Los suspiros son un postre delicioso y fácil de preparar. Están elaborados con merengue, lo cual les da un acabado crujiente por fuera y suave y cremoso por dentro, como la base de la Pavlova. Este postre lo preparo cuando me sobran clara al realizar alguna receta que lleve sólo yemas, como por ejemplo: Pasta y ponche de crema.

Yo suelo hacer los suspiros de gran tamaño porque me parecen más ricos. No obstante, se pueden hacer del tamaño que ustedes deseen.

Suspiros

Con esta receta pueden hacer 6 suspiros grandes.

Ingredientes: 

- 4 claras de huevo

- 300gr. de azúcar

- 1 cucharadita de esencia de vainilla

- Ralladura de un limón

 

Preparación:

Nota: Antes de empezar es importante que los huevos estén a temperatura ambiente.
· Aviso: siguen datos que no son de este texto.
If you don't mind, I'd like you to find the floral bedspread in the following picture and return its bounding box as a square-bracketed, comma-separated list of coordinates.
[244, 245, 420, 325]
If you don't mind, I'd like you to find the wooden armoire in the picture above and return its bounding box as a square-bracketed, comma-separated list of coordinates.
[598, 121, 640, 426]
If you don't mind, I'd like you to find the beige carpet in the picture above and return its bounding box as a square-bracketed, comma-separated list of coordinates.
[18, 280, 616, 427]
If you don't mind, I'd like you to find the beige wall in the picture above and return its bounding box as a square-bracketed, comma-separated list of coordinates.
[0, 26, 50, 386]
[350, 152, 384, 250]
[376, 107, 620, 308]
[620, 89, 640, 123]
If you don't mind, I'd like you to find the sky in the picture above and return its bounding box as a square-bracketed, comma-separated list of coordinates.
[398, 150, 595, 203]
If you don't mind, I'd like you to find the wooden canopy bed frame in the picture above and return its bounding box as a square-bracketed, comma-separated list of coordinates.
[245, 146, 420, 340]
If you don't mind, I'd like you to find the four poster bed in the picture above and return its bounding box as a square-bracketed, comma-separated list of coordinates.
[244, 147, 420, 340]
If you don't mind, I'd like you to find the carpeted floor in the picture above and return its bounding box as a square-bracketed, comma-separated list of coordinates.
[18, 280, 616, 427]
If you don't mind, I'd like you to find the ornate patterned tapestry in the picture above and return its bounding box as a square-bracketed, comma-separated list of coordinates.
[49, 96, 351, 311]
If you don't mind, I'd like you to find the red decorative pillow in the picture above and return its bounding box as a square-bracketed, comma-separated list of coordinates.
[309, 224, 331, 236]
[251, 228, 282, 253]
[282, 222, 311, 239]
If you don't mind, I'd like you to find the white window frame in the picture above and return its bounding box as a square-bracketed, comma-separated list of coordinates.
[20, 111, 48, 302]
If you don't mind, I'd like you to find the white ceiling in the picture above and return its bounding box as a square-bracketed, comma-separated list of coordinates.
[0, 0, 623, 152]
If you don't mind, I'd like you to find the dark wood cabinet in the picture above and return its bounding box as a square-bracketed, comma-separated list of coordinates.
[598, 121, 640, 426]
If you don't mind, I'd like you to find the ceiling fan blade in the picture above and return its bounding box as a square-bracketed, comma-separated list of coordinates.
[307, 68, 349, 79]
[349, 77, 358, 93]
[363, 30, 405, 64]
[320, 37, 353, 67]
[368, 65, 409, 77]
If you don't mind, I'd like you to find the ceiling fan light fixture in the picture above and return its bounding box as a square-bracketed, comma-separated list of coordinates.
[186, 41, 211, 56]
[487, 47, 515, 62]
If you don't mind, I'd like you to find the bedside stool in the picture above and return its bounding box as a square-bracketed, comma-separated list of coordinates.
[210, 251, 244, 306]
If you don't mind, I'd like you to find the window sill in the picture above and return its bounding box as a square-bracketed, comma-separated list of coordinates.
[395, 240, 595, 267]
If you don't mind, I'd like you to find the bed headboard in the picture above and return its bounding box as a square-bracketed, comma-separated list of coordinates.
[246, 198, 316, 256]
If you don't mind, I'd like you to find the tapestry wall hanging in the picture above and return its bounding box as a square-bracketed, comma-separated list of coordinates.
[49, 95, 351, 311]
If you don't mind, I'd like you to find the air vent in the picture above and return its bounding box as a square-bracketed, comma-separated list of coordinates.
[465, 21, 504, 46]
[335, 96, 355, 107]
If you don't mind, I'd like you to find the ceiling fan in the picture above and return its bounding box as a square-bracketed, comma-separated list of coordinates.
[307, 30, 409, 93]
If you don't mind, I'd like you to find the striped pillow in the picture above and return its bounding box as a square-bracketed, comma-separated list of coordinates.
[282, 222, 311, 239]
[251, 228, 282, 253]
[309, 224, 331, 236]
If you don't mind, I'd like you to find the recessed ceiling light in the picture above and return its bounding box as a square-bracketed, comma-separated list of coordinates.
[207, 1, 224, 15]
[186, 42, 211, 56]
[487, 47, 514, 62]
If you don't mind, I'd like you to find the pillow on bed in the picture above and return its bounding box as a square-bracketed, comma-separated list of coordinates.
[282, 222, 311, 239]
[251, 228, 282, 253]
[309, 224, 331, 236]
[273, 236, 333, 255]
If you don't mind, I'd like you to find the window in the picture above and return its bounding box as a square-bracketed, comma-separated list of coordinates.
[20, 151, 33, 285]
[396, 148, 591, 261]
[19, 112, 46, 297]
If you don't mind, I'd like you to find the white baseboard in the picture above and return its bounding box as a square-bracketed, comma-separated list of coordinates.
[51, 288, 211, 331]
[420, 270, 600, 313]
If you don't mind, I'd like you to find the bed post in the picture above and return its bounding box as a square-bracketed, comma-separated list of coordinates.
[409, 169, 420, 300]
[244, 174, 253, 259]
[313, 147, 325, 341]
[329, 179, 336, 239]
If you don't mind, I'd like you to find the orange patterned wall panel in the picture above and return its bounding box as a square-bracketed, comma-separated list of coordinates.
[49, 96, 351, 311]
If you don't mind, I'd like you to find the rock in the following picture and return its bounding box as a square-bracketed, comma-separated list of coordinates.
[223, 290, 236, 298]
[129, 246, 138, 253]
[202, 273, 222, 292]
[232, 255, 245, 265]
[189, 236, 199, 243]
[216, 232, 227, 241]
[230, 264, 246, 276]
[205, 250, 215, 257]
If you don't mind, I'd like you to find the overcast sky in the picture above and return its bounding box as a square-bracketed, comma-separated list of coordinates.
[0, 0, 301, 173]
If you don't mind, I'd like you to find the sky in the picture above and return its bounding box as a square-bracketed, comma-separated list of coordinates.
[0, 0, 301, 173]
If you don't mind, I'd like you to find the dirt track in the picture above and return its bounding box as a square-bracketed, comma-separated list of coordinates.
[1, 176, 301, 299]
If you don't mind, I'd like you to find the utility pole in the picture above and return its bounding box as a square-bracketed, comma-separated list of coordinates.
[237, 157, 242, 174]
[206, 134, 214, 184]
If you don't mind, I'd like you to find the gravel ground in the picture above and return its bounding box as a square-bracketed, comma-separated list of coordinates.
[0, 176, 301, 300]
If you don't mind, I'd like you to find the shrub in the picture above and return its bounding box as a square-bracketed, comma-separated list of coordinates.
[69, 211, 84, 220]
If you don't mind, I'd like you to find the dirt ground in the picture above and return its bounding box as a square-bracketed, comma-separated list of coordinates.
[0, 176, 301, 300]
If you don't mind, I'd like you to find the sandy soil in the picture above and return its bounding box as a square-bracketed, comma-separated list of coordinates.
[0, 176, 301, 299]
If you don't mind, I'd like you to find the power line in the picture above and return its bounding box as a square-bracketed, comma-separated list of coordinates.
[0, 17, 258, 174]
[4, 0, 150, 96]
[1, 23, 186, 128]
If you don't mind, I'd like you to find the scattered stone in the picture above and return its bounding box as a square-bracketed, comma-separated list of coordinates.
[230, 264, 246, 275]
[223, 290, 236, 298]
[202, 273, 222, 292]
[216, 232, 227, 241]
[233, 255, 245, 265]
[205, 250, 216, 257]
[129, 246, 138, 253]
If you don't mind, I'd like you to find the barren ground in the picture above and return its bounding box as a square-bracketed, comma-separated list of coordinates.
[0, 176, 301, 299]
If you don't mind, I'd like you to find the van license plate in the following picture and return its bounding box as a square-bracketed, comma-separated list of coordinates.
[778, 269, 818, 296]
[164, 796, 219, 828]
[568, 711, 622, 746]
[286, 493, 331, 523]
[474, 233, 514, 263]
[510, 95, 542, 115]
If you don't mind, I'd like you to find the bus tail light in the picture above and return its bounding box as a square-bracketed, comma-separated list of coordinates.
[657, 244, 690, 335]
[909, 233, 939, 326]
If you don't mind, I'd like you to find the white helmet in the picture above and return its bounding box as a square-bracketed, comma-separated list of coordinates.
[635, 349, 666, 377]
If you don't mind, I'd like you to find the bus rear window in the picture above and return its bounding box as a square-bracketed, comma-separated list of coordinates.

Bate bien las claras hasta que levanten y luego incorpora poco a poco el azúcar, la cucharadita de vainilla y la ralladura de limón hasta que la mezcla esté a punto de nieve o forme picos. Luego, mete la mezcla en una manga de decorar y haz los suspiros, colocándolos en una bandeja de hornear previamente cubierta con papel encerado de horno.

También pueden hacerlos con una cuchara (así los hice yo esta vez). Usé dos cucharadas de merengue para cada suspiro. Vas torciendo la mano a medida que dejas caer la mezcla de la cuchara para darle la forma espiral.

Nota: Los suspiros duplicarán su tamaño así que dejen una separación prudente en la bandeja.

Precalienta el horno a 120ºC y hornea por 30 o 45 minutos aproximadamente. La temperatura debe ser más bien baja para que no se quemen por fuera y queden crudos por dentro. No debes dejar que se doren. Estarán listos cuando al sacarlos del horno no se peguen de los dedos y estén duritos por fuera.

Si los sacas del horno y no están listos se bajarán y se pondrán pegajosos. Si esto sucede vuelve a meterlos al horno.